Ginger has a long reputation as a nausea remedy, and there is clinical evidence supporting its use, though most of the well-designed trials studied it for chemotherapy-related nausea rather than motion sickness specifically. The active compounds in ginger (gingerols and shogaols) appear to calm the stomach and reduce the signaling pathways involved in nausea. Ginger capsules, ginger chews, and ginger tea are all reasonable options to try before or during a flight. Look for products that list actual ginger root or ginger extract rather than just ginger flavoring.

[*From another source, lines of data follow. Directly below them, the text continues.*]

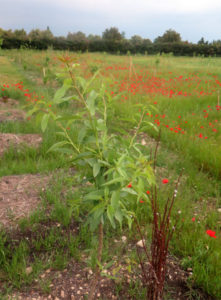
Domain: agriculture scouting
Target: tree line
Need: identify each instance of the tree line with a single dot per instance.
(111, 41)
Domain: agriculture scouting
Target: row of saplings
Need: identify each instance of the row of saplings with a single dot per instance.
(118, 170)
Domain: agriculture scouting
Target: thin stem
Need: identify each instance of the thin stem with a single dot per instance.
(99, 256)
(138, 127)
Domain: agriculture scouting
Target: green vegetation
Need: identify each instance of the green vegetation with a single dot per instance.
(179, 96)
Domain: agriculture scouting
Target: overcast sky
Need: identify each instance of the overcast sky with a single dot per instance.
(193, 19)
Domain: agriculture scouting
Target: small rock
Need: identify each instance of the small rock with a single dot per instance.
(28, 270)
(140, 243)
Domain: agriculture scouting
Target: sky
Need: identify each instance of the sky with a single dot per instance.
(193, 19)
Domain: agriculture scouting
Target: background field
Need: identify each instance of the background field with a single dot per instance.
(181, 97)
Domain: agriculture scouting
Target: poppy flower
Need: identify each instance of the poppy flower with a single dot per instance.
(165, 181)
(211, 233)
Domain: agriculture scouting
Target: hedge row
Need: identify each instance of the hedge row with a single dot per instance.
(117, 47)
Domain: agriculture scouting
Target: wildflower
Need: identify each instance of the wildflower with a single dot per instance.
(165, 181)
(211, 233)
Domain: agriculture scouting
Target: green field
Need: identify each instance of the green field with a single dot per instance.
(180, 97)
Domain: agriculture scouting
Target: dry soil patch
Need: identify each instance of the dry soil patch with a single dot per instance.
(9, 139)
(19, 195)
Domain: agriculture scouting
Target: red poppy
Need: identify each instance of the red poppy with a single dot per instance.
(165, 181)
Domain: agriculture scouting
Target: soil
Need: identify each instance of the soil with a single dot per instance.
(12, 115)
(19, 195)
(73, 283)
(9, 139)
(8, 103)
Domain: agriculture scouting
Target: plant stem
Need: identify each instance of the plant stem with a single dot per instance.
(97, 271)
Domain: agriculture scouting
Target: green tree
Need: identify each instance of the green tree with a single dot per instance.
(77, 37)
(170, 36)
(20, 34)
(113, 35)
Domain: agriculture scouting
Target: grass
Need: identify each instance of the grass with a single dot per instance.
(43, 244)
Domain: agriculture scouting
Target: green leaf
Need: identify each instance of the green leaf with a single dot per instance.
(57, 145)
(60, 93)
(96, 169)
(65, 150)
(110, 214)
(83, 155)
(31, 112)
(129, 191)
(91, 102)
(81, 134)
(82, 82)
(118, 215)
(115, 180)
(115, 197)
(44, 122)
(68, 118)
(95, 195)
(62, 100)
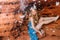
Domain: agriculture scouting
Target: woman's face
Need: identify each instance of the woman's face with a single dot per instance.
(34, 12)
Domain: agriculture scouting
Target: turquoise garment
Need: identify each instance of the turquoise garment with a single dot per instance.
(32, 32)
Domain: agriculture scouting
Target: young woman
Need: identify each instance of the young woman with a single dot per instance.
(36, 24)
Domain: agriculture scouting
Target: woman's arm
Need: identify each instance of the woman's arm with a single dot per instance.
(31, 19)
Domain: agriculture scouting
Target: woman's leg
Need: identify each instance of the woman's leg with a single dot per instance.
(48, 20)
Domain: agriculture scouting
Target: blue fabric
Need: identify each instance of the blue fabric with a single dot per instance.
(32, 32)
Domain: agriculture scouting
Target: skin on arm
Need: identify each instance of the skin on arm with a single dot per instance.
(31, 19)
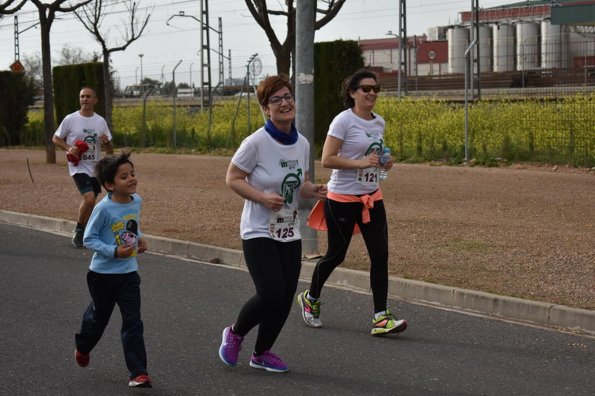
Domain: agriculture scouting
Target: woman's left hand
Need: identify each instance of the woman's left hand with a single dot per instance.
(319, 191)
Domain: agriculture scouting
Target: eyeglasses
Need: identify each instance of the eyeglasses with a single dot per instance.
(276, 100)
(367, 88)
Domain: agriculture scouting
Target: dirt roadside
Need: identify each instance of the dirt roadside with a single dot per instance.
(523, 231)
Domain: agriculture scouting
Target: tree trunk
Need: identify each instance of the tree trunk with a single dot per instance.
(107, 86)
(283, 59)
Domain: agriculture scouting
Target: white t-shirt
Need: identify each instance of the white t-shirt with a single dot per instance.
(360, 138)
(88, 129)
(272, 167)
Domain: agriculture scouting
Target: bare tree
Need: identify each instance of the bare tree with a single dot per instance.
(92, 17)
(284, 52)
(68, 56)
(5, 8)
(47, 14)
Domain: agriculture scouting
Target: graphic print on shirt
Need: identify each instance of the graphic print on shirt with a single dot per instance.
(370, 175)
(126, 235)
(91, 140)
(282, 223)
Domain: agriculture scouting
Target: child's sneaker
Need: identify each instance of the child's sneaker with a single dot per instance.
(230, 347)
(310, 310)
(140, 381)
(82, 359)
(268, 361)
(388, 323)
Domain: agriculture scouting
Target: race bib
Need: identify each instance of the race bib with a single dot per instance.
(282, 223)
(367, 176)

Do Acupressure Wristbands Work?

Acupressure wristbands are marketed as a drug-free solution to motion sickness. They press on a point on the inner wrist called P6, located about two centimeters above the wrist crease between the two central tendons. While the concept is appealing, the clinical evidence is not encouraging. A Cochrane systematic review found that electrical wristband devices were not effective for nausea outcomes. A separate trial testing acupressure bands for motion sickness specifically found that neither the real bands nor placebos prevented sickness, regardless of whether they were positioned correctly. Some people report subjective relief, which may reflect a placebo effect. They won’t hurt you, but they shouldn’t be your only strategy.

Putting It All Together

The most reliable approach combines multiple strategies. Book a seat over the wings or near the front. Eat a light meal beforehand and stay hydrated. Take medication an hour before boarding if you have a history of air sickness. Once onboard, open the air vent, look out the window when possible, and keep your breathing slow and steady. Avoid reading or screen time during turbulent stretches. Each of these steps chips away at the sensory conflict or your body’s reaction to it, and together they make air sickness far less likely to ruin your flight.